Literary scholar Holly Crocker, despite the evidence, said she “remain[ed] insistent that the questions feminists have raised about the intersection of rape culture and women’s labor should shape our collective approach to these documents.”
The researchers had to cover themselves by injecting the viewpoint of outside feminist scholars that had not participated in the research.
At the same time, Sobecki said he had been concerned that the discovery would be seen as simply “exonerating” a wrongly accused famous man, while also undermining valuable feminist scholarship.
To head off that possibility, he said, he and the journal’s editors sought commentary from three prominent feminist scholars…
This sad attempt to mollify left-wing feminists met the evident approval of Schuessler:
And even if Chaucer didn’t rape Chaumpaigne, Sobecki and Roger write in their article, it’s important to continue to discuss how he “participated in hegemonic discourses that shaped the lives of all women.”
Actual facts no longer matter, only the preservation of the narrative of “misogyny” in Chaucer scholarship.
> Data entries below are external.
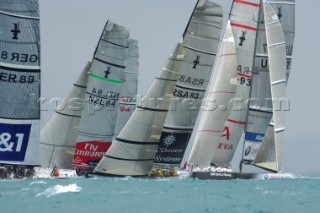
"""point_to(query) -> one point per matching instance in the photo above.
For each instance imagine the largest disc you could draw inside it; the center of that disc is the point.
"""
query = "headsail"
(128, 95)
(133, 151)
(60, 133)
(260, 111)
(19, 82)
(222, 90)
(244, 21)
(271, 159)
(106, 77)
(191, 84)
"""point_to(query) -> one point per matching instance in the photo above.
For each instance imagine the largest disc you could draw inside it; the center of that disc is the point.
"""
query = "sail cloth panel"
(102, 96)
(260, 111)
(128, 96)
(277, 66)
(133, 152)
(200, 45)
(19, 82)
(244, 21)
(222, 89)
(60, 133)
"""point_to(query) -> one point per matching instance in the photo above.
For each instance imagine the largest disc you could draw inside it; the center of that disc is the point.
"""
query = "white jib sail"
(191, 84)
(278, 78)
(132, 152)
(60, 133)
(19, 82)
(244, 21)
(128, 95)
(216, 112)
(260, 111)
(106, 78)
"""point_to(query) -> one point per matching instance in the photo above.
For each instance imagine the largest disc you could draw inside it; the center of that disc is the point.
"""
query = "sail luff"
(244, 21)
(20, 82)
(191, 84)
(132, 152)
(278, 78)
(128, 95)
(260, 111)
(222, 89)
(60, 132)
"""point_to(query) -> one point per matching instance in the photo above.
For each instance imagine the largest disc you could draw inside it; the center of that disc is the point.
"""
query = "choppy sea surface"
(90, 195)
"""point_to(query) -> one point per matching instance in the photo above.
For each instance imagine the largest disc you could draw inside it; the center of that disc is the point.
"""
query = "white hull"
(236, 175)
(64, 173)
[Professor Samantha Katz Seal] said she found the new research persuasive and “brilliant.” But while it dispelled the rape charge, she said, it did not change the way the charge --and what she said was the often cavalier, misogynist discussion of it by male scholars --had shaped Chaucer scholarship….And the new evidence, Seal said, did not change the fact that Chaucer’s poetry was “embedded in a systematic rape culture.”
Recently, Schuessler has been much more forgiving to convicted cop killers.